I would arrange to meet gf's Mother, tell her again that you have rules in your home that not only relate to spending family time together but also relate to values & how people treat others including friendships & relationships. That you are concerned that there are some (not all!) unhealthy aspects to this relationship but they are only teenagers & finding their boundaries (blah blah etc)...BUT you seen & heard enough & you intend to speak to them both together about it & you are being courteous telling her in advance as it is her DD concerned.
And I would tell son & gf to be in yours at X time on X day & I would go through it with them...your core family values, how people who care about each other should behave, speak to each other, how relationships are based on trust & respect not threats & demands, give them examples of the disrespect shown to you by each of them & to each other (albeit more her to him!). Yes he rants & raves at you & 'hates' you but he is, or seems to be, following your basic rules...home on Fri for dinner, not staying over when not allowed etc. So he is trying but getting manipulated by her. He needs your help with this. I would get it across v clearly that he is your son & he is your priority & you will support a relationship that is respectful, loving & kind & they need to stop creating this high drama, it is childish & unhealthy. I wouldn't give a toss about GF going on a rant....if she speaks to her DM like that, she can go home & do that all day long, she won't speak to you like that in your home. I had something similar with my son...altho not anywhere as extreme...GF wanted him around all the time, invited him on hols, supposed to be home by whatever time or available for family time inevitably the text would come changing the goalposts because her parents said staying later or joining them was ok.

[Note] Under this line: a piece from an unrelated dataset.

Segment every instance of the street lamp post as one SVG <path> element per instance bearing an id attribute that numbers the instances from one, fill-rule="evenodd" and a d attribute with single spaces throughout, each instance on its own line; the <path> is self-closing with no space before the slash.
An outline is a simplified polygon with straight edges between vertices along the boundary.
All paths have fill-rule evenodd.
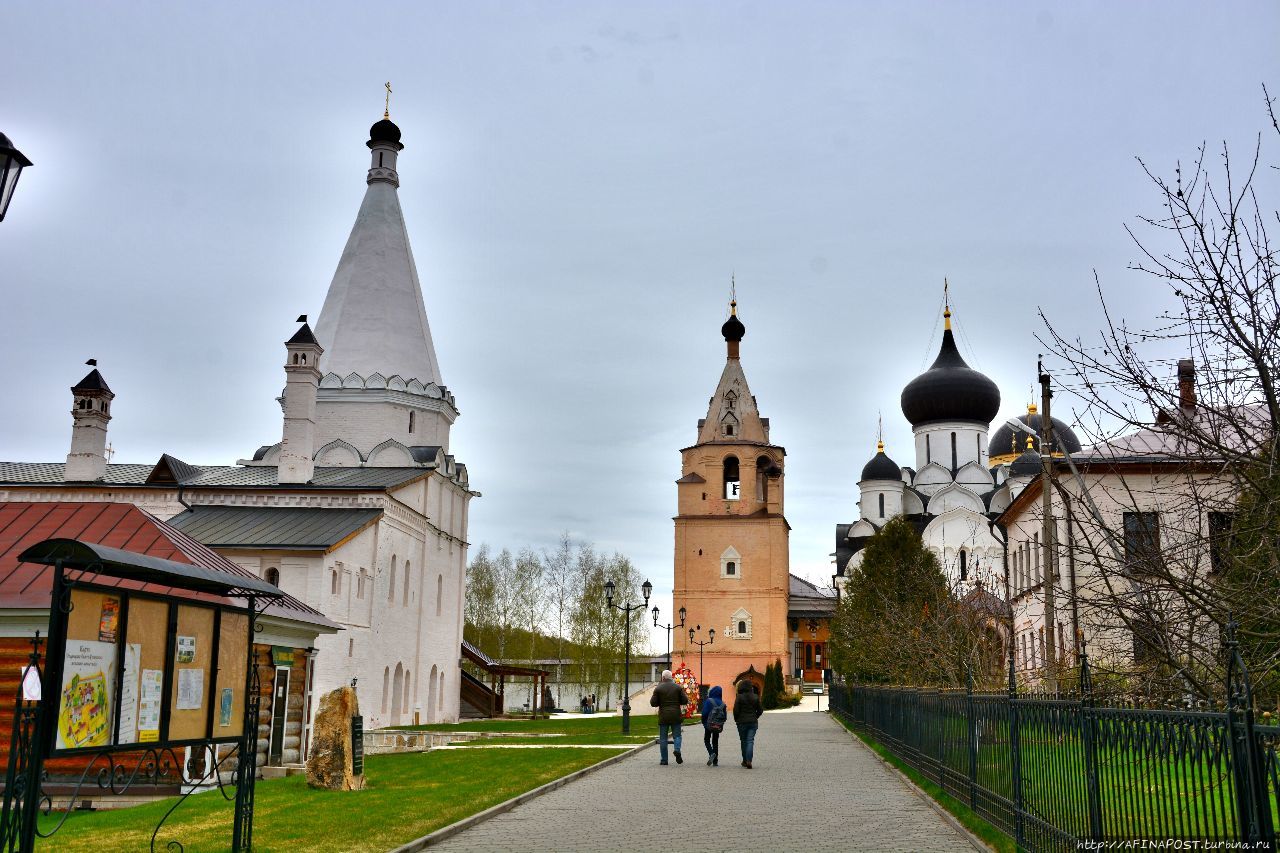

I did as above & met parents, said look...you are v welcoming, thank you for including but he has his own family, we have our own rules etc & basically told them to stop undermining me to my own son. And I told DS & GF together that he is in exam year (she wasn't) & I wasn't putting up with disruption & drama (from her!). I didn't dislike the GF...she was just full on & high drama... but v v spoilt. Once I called them out on it, things began to settle. DS wasn't happy that I was going to do it, I had threatened a couple of times when I was pissed off at behaviours. But he sees now that I did him a favour...I think he found it all very stressful & couldn't quite cope with all the demands, it was easier to give in all the time but my relationship with him is solid, I am the one he could accuse of being unfair & controlling & I wouls still be there, going nowhere. Persevere OP, keep the rules & boundaries in place, he is still following them & still needs them.

And I think involving police or social services is over the top.....it is difficult with teens, I'm so grateful those years are over for our family... he needs you, step in & show him you are in his corner no matter what. He'll realise it in years to come.